I got the feeling they weren't the only thing in the room that could be nasty.

"Some injuries tend to linger." He picked up a pencil, holding it with both hands. "Some even get worse, no matter what you do." With a sudden twist he snapped the pencil in two and dropped the pieces on his blotter.

Subtle.

"You'll want to ice that," he told me.

Maybe I could get him to breathe on it. "I'll take care of it when I get home," I said. "It's getting—"

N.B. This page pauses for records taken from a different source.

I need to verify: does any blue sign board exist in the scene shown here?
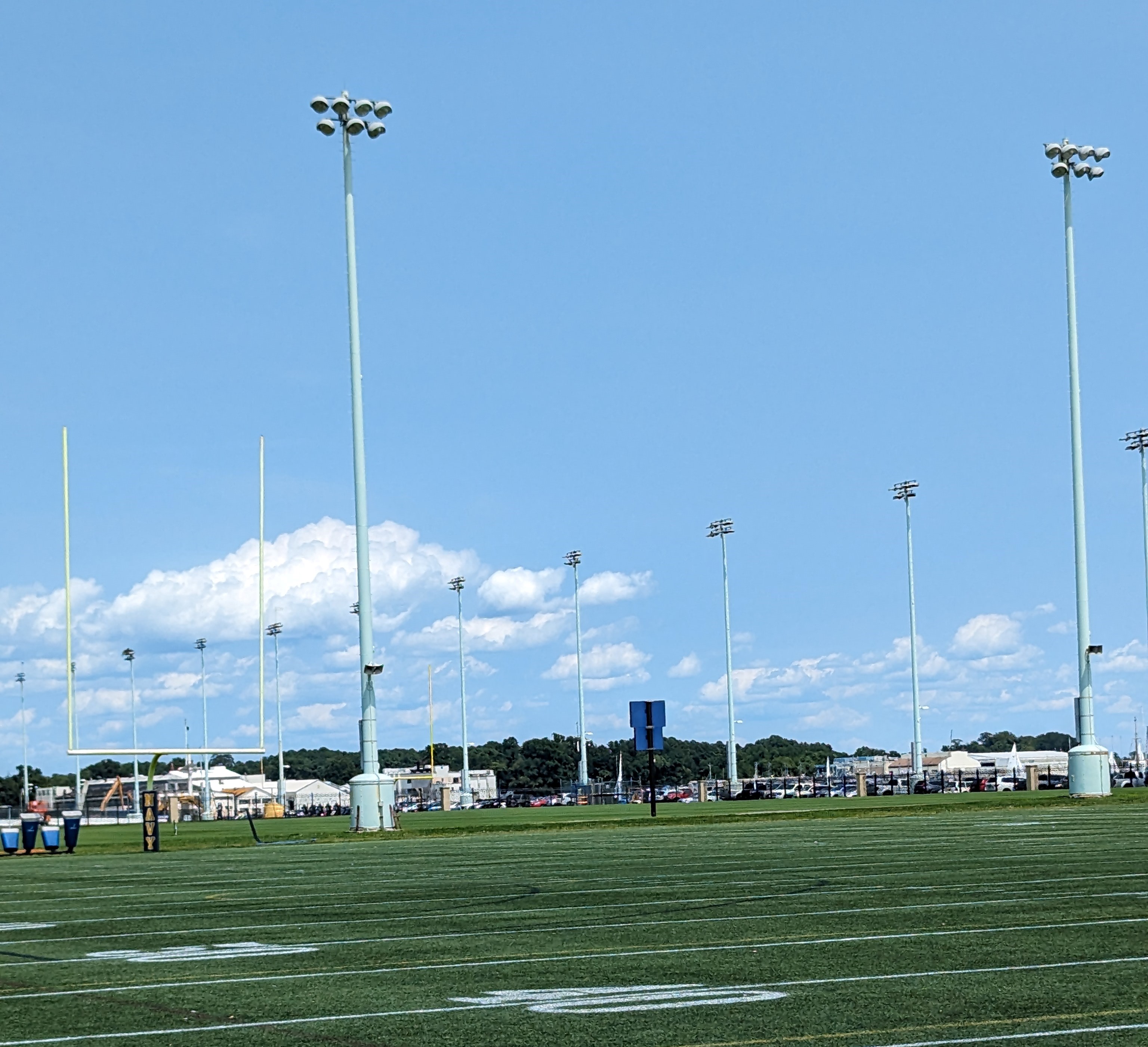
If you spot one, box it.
[630,701,666,752]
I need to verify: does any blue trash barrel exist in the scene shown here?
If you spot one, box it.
[64,810,80,854]
[19,814,40,854]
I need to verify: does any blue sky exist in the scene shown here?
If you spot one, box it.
[0,3,1148,769]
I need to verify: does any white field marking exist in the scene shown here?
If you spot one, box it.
[0,916,1148,987]
[9,946,1148,1001]
[875,1022,1148,1047]
[0,984,785,1047]
[0,891,1148,950]
[451,982,786,1014]
[25,872,1148,932]
[86,941,318,963]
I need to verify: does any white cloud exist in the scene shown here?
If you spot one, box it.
[578,571,653,604]
[284,701,347,730]
[542,642,650,691]
[953,614,1022,658]
[395,611,574,651]
[666,651,701,676]
[479,567,565,611]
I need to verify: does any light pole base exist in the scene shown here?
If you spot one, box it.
[1069,745,1112,797]
[350,774,395,832]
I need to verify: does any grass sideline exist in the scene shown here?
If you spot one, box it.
[0,790,1148,1047]
[31,789,1148,856]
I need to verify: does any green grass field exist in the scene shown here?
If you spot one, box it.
[0,790,1148,1047]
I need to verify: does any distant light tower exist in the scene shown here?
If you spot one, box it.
[565,549,590,785]
[890,480,924,775]
[1045,139,1112,796]
[706,519,737,793]
[311,91,392,831]
[450,575,471,807]
[16,663,28,810]
[121,648,140,814]
[268,622,287,807]
[195,636,213,821]
[1124,429,1148,716]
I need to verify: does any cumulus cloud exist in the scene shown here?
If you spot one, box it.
[479,567,565,611]
[666,651,701,676]
[542,642,650,691]
[578,571,653,604]
[953,614,1022,658]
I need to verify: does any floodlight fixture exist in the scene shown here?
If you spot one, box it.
[1045,138,1111,797]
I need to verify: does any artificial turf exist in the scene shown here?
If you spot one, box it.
[0,790,1148,1047]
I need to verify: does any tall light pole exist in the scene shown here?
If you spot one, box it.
[706,519,737,794]
[311,91,390,831]
[890,480,924,775]
[16,663,28,810]
[450,575,471,807]
[123,648,141,814]
[566,549,590,785]
[1124,429,1148,721]
[195,636,215,821]
[268,622,287,806]
[1045,139,1112,796]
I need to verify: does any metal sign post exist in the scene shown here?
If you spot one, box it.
[630,701,666,818]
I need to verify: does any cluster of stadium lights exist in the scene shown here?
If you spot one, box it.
[1047,140,1112,181]
[311,91,392,138]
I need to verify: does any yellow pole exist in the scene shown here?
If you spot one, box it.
[63,426,79,753]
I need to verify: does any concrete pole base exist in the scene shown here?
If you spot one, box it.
[350,774,395,832]
[1069,745,1112,797]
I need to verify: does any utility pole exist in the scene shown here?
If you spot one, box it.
[450,575,472,807]
[195,636,215,821]
[565,549,590,785]
[890,480,924,775]
[706,519,737,796]
[16,663,28,810]
[124,648,141,814]
[311,91,392,831]
[1045,139,1112,796]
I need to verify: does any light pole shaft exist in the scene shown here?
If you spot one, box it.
[457,587,471,804]
[905,494,924,775]
[1063,174,1096,745]
[274,633,287,806]
[1136,443,1148,693]
[200,648,212,819]
[721,530,737,792]
[572,564,590,785]
[127,658,140,814]
[19,680,27,810]
[343,127,379,774]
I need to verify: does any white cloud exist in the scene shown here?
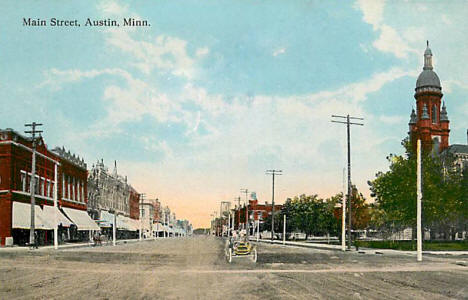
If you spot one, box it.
[356,0,385,30]
[106,29,209,79]
[273,48,286,56]
[356,0,418,58]
[379,116,405,125]
[373,25,418,58]
[195,47,210,57]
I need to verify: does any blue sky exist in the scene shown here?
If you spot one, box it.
[0,0,468,226]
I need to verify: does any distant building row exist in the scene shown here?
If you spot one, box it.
[0,129,191,246]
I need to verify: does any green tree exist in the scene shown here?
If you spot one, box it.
[282,194,336,237]
[369,139,466,239]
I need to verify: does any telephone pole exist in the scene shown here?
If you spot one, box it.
[24,122,42,246]
[139,193,146,241]
[332,115,364,250]
[241,189,250,241]
[266,170,283,242]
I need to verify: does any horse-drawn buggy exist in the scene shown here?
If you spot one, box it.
[225,237,257,263]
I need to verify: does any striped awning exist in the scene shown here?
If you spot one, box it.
[62,207,101,231]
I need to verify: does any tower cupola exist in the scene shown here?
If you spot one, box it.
[415,41,442,93]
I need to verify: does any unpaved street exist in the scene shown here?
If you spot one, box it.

"I'd like you to know that Charlotte Duncan does not care for me," he said, as if I hadn't been speaking. "You may want to know why." He looked at Maizy, with less amusement than before. "It may tell you more about Dorcas Beeber." His mouth twitched as if he was fighting another smirk. He was mocking us. I felt my own lip start to curl. I didn't like being mocked. "Apparently Charlotte was under the impression that I was holding Dorcas back from pursuing her dream."

"Mall kiosks," I said.

"Mall kiosks," he agreed. "In truth, it was just the opposite. I admired Dorcas. I found her highly creative. I even offered financial backing for minimal equity. She turned me down, of course." He spread his hands. "So I wished her well, and we parted ways."

"That's good enough for me." I grabbed hold of the arms of my chair and pushed myself to my feet. It was going to be hard to make a dignified exit when I limped out the door.

"I hope that it is." And Artemis Angle was on his feet without seeming to move a muscle. This guy was definitely a ten on the creep meter. He gave Seaver Beeber a run for his money in that department.

Maizy got up, too, with a look on her face that I recognized too well. Before I could stop her, she had her hands planted on her hips and demanded, "Do you have any idea how many trees died so you can sit here breaking pencils in half? Deforestation is a real problem, you know."